After judging and guessing who would win this year’s Eurovision and then comparing Finland to United Kingdom which ended in a stalemate I suppose it’s only fitting that I finish up this Eurovision shit so we can all get back to your lives. Well, so I can get back to mine at least. After I’ve resolved that annoying stalemate. Don’t worry though, as I’m as sick of this as you probably are, this — unlike those other two — is actually going to be a short one.
I suppose I should start by taking by my hat of and congratulating United Kingdom on their glorious victor… What? No? They didn’t win? What do you mean? Are you sure? Well, yeah of course but I mean like, really really super-duper no doubt about it sure? You are? Well then, this is awkward.
Congratulations to United Kingdom on placing 19th in this year’s Eurovision Song Contest. That’s…good? Well done to you.

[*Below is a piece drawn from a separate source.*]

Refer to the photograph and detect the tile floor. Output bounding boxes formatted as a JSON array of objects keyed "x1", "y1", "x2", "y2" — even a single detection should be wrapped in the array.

And I see Finland did even better by having some on-stage girl-on-girl action, alienating the entire country of Turkey and thus securing your top spot… What? Oh. You’ve got to be kidding me? But, even after showing their support for gay marriage? Oh, especially because of…? Because some people find that hugely offensive? Right. Damn it.
Finland. Whilst I am in all honesty proud of you for supporting gay marriage — or as I would like to call it, marriage — I can’t say that I am especially pleased to hear that you placed 24th. In a competition with 26 contestants.
You know what? Neither of you did especially well. Seriously, what is up with that?
But, I said that whoever bested the other in this year’s Eurovision contest would be crowned the champion with all the non-existent spoils of war that means. Which means that I will in fact take my hat off to United Kingdom and congratulate you, you won Finland and I now officially crown you champion in this rivalry that I have totally made up. Here here I say, well done old chap. May our rivalry live on and we’ll get you next year.